Literary Yard

Search for meaning

By: D A Angelo

Merriment 

Sometimes it’s good to walk in the countryside to watch a merry-go-round of clouds while the sky shifts to a warm glow. Sometimes it’s good to watch hares pose like National Geographic models in a wheat field. Sometimes it’s good to watch a fox pause, eyes bright like the moon, when you’ve caught it rummaging through the bins like a paparazzi after a scoop. Sometimes it’s good to watch a clock of swifts. Sometimes it’s good to watch the stillness of deer. Sometimes it’s good to sit by a pond and let everything spill out until there’s nothing but joy floating to the surface. 

Notes on September 

A Victoria sponge of a month: summer is the top layer, autumn is the bottom. Sandwiched in the middle are your desires ripening like blackberries, the last of the blossoms perfuming the moment. How you’ll blackbird out your wants before the month is gone, how your mouth will be fat with goods for a winter stockroom; the last of summer’s light pale and squirming like love caught in the closing fist of a heart; you close to me.

Signs of a good day 

The bathroom sink professes loyalty and actually drains for once.

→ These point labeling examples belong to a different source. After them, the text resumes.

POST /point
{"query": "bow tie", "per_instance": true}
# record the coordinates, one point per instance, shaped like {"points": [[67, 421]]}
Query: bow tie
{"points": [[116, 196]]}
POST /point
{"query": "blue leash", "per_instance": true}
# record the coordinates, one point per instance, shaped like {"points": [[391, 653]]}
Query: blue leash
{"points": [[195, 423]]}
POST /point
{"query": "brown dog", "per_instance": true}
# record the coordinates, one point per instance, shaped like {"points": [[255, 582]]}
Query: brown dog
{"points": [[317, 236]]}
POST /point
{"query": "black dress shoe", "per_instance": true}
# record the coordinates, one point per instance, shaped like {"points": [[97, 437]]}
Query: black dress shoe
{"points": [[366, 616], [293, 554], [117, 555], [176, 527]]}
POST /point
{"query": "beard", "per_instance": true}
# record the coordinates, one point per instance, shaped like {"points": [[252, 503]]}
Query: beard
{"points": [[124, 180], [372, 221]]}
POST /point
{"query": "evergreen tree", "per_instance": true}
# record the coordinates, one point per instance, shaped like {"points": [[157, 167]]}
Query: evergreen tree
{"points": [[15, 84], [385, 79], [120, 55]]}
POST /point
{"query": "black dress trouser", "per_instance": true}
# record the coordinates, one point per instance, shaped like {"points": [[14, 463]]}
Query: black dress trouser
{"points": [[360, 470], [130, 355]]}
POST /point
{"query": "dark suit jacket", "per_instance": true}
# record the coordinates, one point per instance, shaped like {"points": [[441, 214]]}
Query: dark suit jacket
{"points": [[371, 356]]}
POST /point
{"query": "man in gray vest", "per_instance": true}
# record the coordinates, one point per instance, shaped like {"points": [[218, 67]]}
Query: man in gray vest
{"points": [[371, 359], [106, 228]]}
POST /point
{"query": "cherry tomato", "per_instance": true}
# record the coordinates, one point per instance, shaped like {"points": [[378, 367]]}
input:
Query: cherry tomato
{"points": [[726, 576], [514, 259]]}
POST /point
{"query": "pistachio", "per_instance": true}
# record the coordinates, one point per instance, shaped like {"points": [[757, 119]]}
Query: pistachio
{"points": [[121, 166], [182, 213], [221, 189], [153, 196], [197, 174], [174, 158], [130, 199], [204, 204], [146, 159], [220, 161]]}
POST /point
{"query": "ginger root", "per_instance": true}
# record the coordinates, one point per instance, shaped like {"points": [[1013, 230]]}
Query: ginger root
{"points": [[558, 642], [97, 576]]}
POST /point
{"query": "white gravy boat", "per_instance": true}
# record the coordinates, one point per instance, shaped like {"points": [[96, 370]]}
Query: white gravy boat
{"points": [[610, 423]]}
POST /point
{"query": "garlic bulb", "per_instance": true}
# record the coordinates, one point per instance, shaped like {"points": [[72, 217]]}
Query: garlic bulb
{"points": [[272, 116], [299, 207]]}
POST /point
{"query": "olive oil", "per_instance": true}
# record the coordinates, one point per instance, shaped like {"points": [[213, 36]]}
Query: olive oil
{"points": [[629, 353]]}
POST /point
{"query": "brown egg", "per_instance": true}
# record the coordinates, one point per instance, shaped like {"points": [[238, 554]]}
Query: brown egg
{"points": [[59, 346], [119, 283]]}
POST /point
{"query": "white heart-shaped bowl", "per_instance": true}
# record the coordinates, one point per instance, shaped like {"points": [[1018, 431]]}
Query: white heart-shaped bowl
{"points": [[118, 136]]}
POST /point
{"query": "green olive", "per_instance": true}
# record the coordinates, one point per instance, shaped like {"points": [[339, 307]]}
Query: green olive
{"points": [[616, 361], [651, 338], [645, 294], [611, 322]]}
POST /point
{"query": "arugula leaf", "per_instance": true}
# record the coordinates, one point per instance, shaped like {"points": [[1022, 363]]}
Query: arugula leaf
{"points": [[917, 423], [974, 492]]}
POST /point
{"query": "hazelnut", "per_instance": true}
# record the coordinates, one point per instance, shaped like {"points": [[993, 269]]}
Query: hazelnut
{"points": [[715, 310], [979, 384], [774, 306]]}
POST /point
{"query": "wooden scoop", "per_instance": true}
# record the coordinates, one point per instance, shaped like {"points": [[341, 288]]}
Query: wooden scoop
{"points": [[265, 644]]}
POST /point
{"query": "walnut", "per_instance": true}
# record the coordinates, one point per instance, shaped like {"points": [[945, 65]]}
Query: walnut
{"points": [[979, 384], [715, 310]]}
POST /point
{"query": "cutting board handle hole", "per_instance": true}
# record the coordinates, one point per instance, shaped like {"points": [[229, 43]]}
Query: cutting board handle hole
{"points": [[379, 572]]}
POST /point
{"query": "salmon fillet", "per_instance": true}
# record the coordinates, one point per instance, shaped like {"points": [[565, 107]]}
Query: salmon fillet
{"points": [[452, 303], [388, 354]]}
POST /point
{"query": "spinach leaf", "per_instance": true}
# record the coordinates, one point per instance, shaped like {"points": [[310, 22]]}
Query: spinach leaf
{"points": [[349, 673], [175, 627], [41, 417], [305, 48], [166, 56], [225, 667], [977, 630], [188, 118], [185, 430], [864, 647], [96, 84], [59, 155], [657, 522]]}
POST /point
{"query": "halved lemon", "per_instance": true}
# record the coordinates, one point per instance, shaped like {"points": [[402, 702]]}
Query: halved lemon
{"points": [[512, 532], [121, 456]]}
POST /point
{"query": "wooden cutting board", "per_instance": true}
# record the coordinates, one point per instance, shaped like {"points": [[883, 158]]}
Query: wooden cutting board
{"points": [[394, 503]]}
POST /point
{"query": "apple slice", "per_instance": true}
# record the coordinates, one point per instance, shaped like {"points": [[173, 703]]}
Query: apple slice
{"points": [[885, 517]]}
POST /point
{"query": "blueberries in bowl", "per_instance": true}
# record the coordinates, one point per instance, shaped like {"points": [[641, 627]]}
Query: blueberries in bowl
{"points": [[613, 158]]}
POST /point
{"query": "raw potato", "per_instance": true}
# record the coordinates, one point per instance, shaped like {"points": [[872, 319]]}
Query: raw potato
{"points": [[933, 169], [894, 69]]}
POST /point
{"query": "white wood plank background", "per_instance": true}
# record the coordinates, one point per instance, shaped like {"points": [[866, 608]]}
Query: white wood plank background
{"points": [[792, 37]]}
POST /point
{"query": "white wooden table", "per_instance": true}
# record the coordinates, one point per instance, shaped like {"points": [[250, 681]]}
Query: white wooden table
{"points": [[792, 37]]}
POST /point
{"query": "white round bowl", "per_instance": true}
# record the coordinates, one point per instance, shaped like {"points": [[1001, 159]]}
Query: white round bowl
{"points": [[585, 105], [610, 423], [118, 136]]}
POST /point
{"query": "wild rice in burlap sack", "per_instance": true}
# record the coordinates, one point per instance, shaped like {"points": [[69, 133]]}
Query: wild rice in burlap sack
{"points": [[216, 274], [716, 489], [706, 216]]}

The microwave chimes hello. Every bill hasn’t marked me for death. Houseplants stop swearing behind my back. The neighbour’s cat doesn’t arch into a McDonald’s m every time I’m nearby. Clouds don’t spit on their knuckles and prepare for a fight. The plane trees don’t pelt me with their seed balls. The sky isn’t an illusion. The coffee is fine. The water is just water. My heart doesn’t leap into a chasm every time you text. 

Mussels 

The mussels in the pan
are screaming children 
screaming for the ocean
look how they open
like bird chicks for a regurgitated 
taste of the sea
for a regurgitated taste
of the sky 
for a regurgitated taste 
of the horizon 

Who are we 
to take away their mythology?

We are no gods
obsidian as the worthless shells 
tossed like trinkets to the gulls.

Self portrait as a snail

And I quietly dissolve 
into the Bovril night. 
And I quietly dissolve 
the quiet march of clouds
across the sky. And I quietly
dissolve myself in the pastoral
pleasantries of the back 
garden. And I quietly dissolve 
the hours with every ampersand 
I make. And I quietly dissolve 
every expectation with my grandiose 
shadow, the wrecking ball 
of a boomerang voice removing 
the humility. And I quietly dissolve 
the polyphonic chorus of the Milky Way 
with the most ordinary of shells.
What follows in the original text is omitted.